Extra

Flash: Main Berkeley Post Office
Scheduled to be Sold

BY Steven Finacom
Monday June 25, 2012 - 04:09:00 PM
The Downtown Berkeley Post Office is scheduled to be closed and the building sold.
Steven Finacom
The Downtown Berkeley Post Office is scheduled to be closed and the building sold.
Steven Finacom
Steven Finacom

Berkeley’s civic downtown is about to be dealt a body blow if plans by the Postal Service to sell the Main Post Office at 2000 Allston Way go through.

The stately building, completed in 1915, is now scheduled to be closed and sold as surplus property.

Augustine Ruiz, a regional spokesperson for the Postal Service confirmed today, in response to an inquiry from the Planet, ”we are in the process of selling the post office. All carrier operations and Bulk Mail operations will move to the Berkeley Destination Delivery Unit (DDU) located at 1150 8th Street.” 

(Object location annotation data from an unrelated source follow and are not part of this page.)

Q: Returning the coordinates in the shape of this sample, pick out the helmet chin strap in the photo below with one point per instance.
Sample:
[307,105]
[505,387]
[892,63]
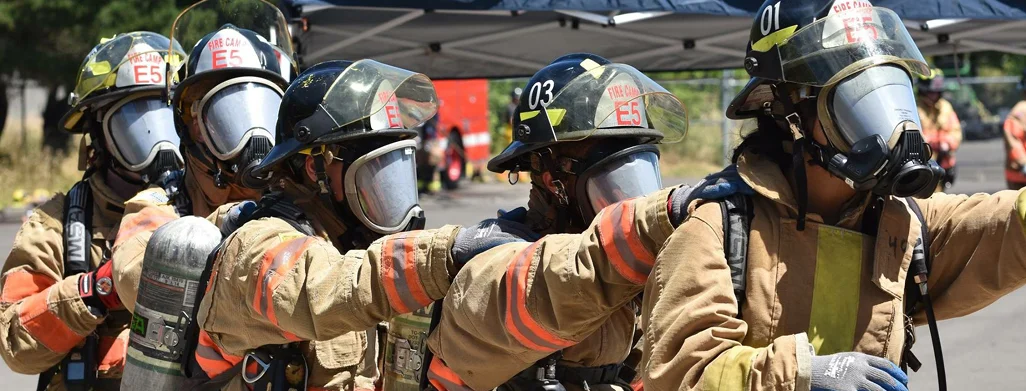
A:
[798,135]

“We will establish alternate retail services somewhere in the current area of the Main Post Office on Allston Way. We are in the process of looking for a retail location to serve customers in the area. Nothing is finalized on an alternate location as of this date. Our Facility Services Office will be handling the real estate sale of the building.” 

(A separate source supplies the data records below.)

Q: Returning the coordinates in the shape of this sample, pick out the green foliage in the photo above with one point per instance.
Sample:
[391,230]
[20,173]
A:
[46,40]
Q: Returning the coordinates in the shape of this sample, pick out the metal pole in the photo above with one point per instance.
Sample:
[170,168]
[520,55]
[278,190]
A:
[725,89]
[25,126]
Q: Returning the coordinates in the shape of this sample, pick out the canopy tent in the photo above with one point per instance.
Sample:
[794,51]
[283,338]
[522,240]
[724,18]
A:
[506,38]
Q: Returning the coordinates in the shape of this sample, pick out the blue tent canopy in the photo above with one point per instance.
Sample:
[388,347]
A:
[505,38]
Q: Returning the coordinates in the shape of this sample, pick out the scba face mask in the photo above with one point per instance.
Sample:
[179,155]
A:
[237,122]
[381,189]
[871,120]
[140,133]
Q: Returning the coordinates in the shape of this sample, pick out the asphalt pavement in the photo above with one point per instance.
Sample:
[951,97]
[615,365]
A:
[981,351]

Ruiz added “City of Berkeley Mayor's office and congressional representatives were sent a letter of our plans on June 21, 2012.” 

A copy of that letter wasn’t available, but community users of the Main Office received the news in a letter to bulk mail users, dated June 22 and stuffed in PO boxes at the building, which stated: 

"Berkeley Main Post Office located at 2000 Allston Way Berkeley, CA 94704-9998 will be sold” and gave information for relocating bulk mail. A copy of that letter is here

Sale of the Post Office building, if it goes through, will be in several respects a tragedy for civic Berkeley. 19th and early 20th century Berkeley government and business leaders worked hard to get a Downtown Post office facility worthy of the growing city and succeeded in the second decade of the century, when construction of the current building was authorized in 1910. 

This was the same era when Berkeley’s old City Hall was erected, the Downtown YMCA was completed, Berkeley High School was expanded, and the University was rapidly growing a few blocks to the east.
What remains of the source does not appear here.